Até a última gota. Enquanto
parte da equipe ficou em Petersburgo comemorando o ultimo plano, eu, Charly,
Eliane, Anastácia e Pablo voltamos no trem noturno. Era uma cabine de primeira
classe, e eu não quero nem imaginar o que seria a segunda. Foi triste dar adeus
para a equipe que ficou, especialmente para Soraia, que não verei tão
cedo. Pisei em Moscou em ruínas, imunda, tomamos café da manhã e inutilmente
tentei disfarçar o desastre na minha cara com alguns gramas de corretivo.
Andamos um par de horas filmando pelas mais belas estações de metrô. Tive meia
hora para tomar um banho antes de pegar o avião da volta para o Brasil. Talvez pelo cansaço, pressa ou loucura, ou um parafuso espanado na minha cabeça, eu, num
ímpeto sem precedentes gasto metade do cachê para fazer um upgrade para a
executiva.
Madrid, 6/7 de abril
A sala vip parece um oasis
no meio do deserto. O perengue do ultimo mês foi tamanho e eu fiquei tão
deslumbrada com a abundância de comes e bebes que começei a enfiar mini
garrafas de champanhe na minha bolsa. Fui abduzida por uma outra Martha, mais
desesperada, despudorada e sem noção que eu, mas tinha que fazer valer cada
centavo do investimento. Foi um vexame. Queria ainda tirar fotos por lá, mas
todos pareciam estar confortáveis em suas próprias peles, e tão acostumados com
tudo aquilo, que tive que me conter.
A poltrona do avião é algo
a parte. Geralmente passo chorando pela executiva a caminho da terceira classe,
mas desta vez nem olhei para trás. Me aboletei na cápsula/poltrona e me enchi
de cava espanhola e travesseiros.
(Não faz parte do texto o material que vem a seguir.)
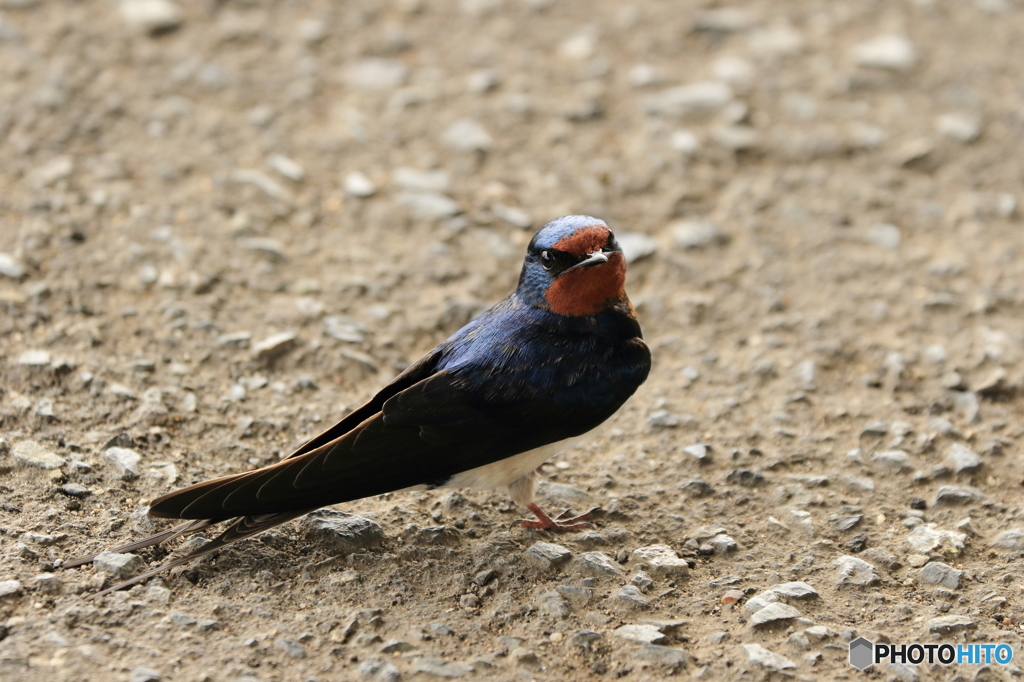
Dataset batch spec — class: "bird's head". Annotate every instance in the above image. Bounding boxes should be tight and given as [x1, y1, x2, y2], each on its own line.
[518, 215, 626, 316]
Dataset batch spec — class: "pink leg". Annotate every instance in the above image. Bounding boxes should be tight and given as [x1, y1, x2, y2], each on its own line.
[516, 502, 595, 530]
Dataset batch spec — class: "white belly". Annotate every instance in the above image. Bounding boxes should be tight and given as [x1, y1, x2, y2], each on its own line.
[444, 438, 577, 491]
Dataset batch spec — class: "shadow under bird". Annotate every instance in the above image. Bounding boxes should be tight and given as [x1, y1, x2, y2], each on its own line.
[63, 215, 650, 596]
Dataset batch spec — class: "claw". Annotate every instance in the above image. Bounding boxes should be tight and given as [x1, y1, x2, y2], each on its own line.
[512, 503, 597, 531]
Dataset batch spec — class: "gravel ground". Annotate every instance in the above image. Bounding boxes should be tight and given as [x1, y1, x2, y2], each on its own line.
[0, 0, 1024, 682]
Achei muito injusto ter que pagar uma fortuna
para viajar minimamente confortável e me dei conta que a classe econômica é simplesmente
desumana. Ao invés de aproveitar ao máximo o luxo temporário, já começei a
sofrer pensando na minha próxima viagem no poleiro do avião. Acordo de
madrugada com o filme passando na minha cabeca. Vermelho russo. O silêncio da
executiva é bálsamo, e todos pagaram muito caro por ele, por isso não ousam
quebrá-lo. Cruzo o oceano sem turbulências, em estado de catatonia.
A fila da polícia federal
não nega o GPS: Guarulhos. Passo no free Shop para fazer hora. Minha mãe vem me
buscar no aeroporto; minha mãe sempre atrasa. O filme passa minha cabeça;
cento e noventa horas de material. Dei tudo de mim em cada uma delas.
Soraia está presa em
Moscou. O visto venceu e nem a produção nem a Portuga perceberam. Agora Soraia
não pode sair, está presa na casa. Free Soraia, o povo em Portugal grita. Chego em casa. Caco foi
embora ontem, alugou meu AP por um mês. Há um desenho dele na geladeira
agradecendo a estadia. Sorrio. Caco deixou para trás meio pacote de pão,
garrafas de vinho, calda de marshmallow, chocolate e caramelo. Penso que as caldas serão muito
úteis no momento oportuno. Não sei qual calda, digo, mala, abrir primeiro.
Minha orquídea deu
flor. Sorrio. Nunca estive tão cansada. Caio num sono paleolítico e acordo sem
saber onde estou. Um minuto se passa e eu continuo sem saber. Olho fixamente para
a caixa de maiôs e cangas. Estou em casa, finalmente realizo. Procuro a câmera.